The plasma collisionality $\nu^*$ is defined as
$$\nu^* = \nu_\mathrm{ei} \, \sqrt{\frac{m_\mathrm{e}}{k_\mathrm{B} T_\mathrm{e}}} \, \varepsilon^{-\frac{3}{2}} \, qR,$$
where $\nu_\mathrm{ei}$ denotes the electron-ion collision frequency, $R$ is the major radius of the plasma, $\varepsilon$ is the inverse aspect-ratio, and $q$ is the safety factor. The plasma parameters $m_\mathrm{i}$ and $T_\mathrm{i}$ denote, respectively, the mass and temperature of the ions, and $k_\mathrm{B}$ is the Boltzmann constant.

==Electron temperature==
Temperature is a statistical quantity whose formal definition is
$$T = \left(\frac{\partial U}{\partial S}\right)_{V,N},$$
or the change in internal energy with respect to entropy, holding volume and particle number constant. A practical definition comes from the fact that the atoms, molecules, or whatever particles in a system have an average kinetic energy. The average means to average over the kinetic energy of all the particles in a system.

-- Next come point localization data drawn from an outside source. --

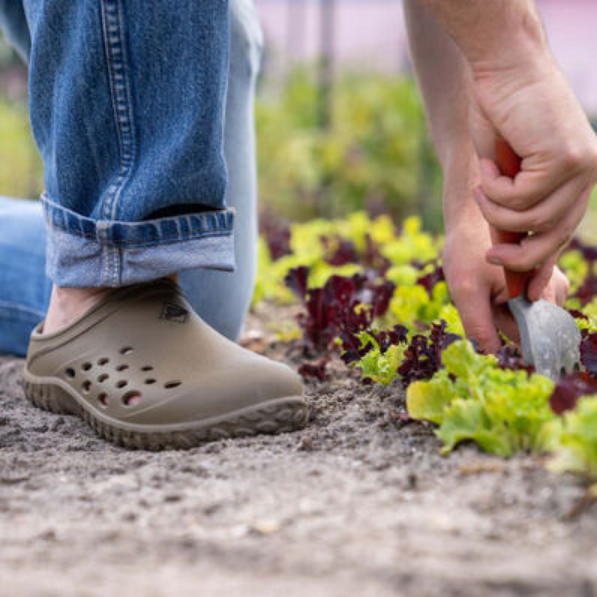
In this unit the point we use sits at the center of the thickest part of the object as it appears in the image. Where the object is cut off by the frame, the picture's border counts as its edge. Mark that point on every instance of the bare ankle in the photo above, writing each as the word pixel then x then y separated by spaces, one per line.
pixel 68 304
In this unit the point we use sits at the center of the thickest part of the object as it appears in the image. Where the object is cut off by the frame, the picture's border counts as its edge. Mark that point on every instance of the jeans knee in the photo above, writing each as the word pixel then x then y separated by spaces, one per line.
pixel 246 39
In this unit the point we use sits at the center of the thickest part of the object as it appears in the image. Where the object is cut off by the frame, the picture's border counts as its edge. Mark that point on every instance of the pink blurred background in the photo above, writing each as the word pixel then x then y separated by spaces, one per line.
pixel 370 34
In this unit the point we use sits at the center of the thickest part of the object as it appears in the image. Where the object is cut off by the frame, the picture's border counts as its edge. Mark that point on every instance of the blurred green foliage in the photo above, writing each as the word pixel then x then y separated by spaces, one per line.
pixel 375 155
pixel 20 164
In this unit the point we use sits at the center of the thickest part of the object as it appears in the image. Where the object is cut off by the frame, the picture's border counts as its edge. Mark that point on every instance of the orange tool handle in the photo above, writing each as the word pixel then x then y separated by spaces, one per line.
pixel 510 165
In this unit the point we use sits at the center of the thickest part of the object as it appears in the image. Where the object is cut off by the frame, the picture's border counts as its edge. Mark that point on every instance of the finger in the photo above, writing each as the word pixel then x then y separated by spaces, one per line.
pixel 543 217
pixel 560 285
pixel 477 318
pixel 506 323
pixel 531 253
pixel 530 186
pixel 539 285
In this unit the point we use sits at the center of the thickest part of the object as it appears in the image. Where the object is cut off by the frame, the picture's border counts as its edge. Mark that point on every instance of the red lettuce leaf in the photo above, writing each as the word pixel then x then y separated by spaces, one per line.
pixel 569 389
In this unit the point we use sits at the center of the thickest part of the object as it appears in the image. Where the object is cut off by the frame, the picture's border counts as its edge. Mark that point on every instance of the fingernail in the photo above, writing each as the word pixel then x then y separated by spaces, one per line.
pixel 494 260
pixel 486 169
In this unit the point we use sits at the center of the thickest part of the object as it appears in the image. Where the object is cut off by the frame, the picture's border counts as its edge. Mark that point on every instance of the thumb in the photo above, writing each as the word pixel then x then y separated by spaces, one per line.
pixel 540 280
pixel 477 319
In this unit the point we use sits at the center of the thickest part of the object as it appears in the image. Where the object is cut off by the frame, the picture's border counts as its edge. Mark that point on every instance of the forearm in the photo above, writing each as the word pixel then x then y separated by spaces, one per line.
pixel 445 82
pixel 493 35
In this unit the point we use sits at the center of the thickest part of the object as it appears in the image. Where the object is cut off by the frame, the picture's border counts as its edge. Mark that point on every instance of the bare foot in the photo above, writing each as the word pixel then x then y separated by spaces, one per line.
pixel 68 304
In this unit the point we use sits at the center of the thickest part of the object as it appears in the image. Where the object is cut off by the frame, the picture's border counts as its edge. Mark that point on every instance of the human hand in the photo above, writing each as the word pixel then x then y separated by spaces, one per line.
pixel 479 288
pixel 533 108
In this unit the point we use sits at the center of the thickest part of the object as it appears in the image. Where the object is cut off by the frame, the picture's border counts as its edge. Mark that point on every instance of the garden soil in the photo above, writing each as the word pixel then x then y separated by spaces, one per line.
pixel 360 503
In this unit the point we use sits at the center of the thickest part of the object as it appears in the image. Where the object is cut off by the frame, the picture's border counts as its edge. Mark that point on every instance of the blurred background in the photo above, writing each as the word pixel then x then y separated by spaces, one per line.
pixel 339 121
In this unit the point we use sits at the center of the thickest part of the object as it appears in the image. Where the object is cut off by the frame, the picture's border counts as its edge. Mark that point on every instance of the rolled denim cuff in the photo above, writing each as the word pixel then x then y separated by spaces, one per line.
pixel 83 252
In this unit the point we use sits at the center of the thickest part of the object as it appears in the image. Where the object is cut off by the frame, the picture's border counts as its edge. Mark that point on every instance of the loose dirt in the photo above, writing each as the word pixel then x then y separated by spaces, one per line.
pixel 360 503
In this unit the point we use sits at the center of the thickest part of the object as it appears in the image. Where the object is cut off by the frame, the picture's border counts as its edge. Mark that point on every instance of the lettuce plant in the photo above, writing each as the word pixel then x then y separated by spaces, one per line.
pixel 472 398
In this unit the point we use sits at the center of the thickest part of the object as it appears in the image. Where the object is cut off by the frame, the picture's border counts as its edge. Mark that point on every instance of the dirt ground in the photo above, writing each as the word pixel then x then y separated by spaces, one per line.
pixel 360 503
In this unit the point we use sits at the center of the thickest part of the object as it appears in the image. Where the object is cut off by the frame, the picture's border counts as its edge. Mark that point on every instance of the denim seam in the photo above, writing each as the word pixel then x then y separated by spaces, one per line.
pixel 122 105
pixel 168 240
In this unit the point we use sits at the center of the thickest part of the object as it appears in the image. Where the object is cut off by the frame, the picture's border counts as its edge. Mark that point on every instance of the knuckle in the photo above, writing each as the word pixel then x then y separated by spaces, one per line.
pixel 462 287
pixel 572 157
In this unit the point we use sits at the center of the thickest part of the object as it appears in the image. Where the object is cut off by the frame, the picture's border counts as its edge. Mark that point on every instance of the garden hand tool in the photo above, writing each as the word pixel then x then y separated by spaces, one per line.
pixel 549 336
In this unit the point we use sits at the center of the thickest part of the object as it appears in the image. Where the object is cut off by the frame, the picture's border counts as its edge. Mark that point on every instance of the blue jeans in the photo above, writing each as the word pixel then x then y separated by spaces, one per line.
pixel 171 210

If the velocities of a group of electrons, e.g., in a plasma, follow a Maxwell–Boltzmann distribution, then the electron temperature is defined as the temperature of that distribution. For other distributions, not assumed to be in equilibrium or have a temperature, two-thirds of the average energy is often referred to as the temperature, since for a Maxwell–Boltzmann distribution with three degrees of freedom, $\langle E \rangle = \frac 3 2 \, k_\text{B} T$.

The SI unit of temperature is the kelvin (K), but using the above relation the electron temperature is often expressed in terms of the energy unit electronvolt (eV). Each kelvin (1 K) corresponds to 8.617333262×10^-5 eV; this factor is the ratio of the Boltzmann constant to the elementary charge. Each eV is equivalent to 11,605 kelvins, which can be calculated by the relation $\langle E \rangle = k_\text{B} T$.

The electron temperature of a plasma can be several orders of magnitude higher than the temperature of the neutral species or of the ions. This is a result of two facts. Firstly, many plasma sources heat the electrons more strongly than the ions. Secondly, atoms and ions are much heavier than electrons, and energy transfer in a two-body collision is much more efficient if the masses are similar. Therefore, equilibration of the temperature happens very slowly, and is not achieved during the time range of the observation.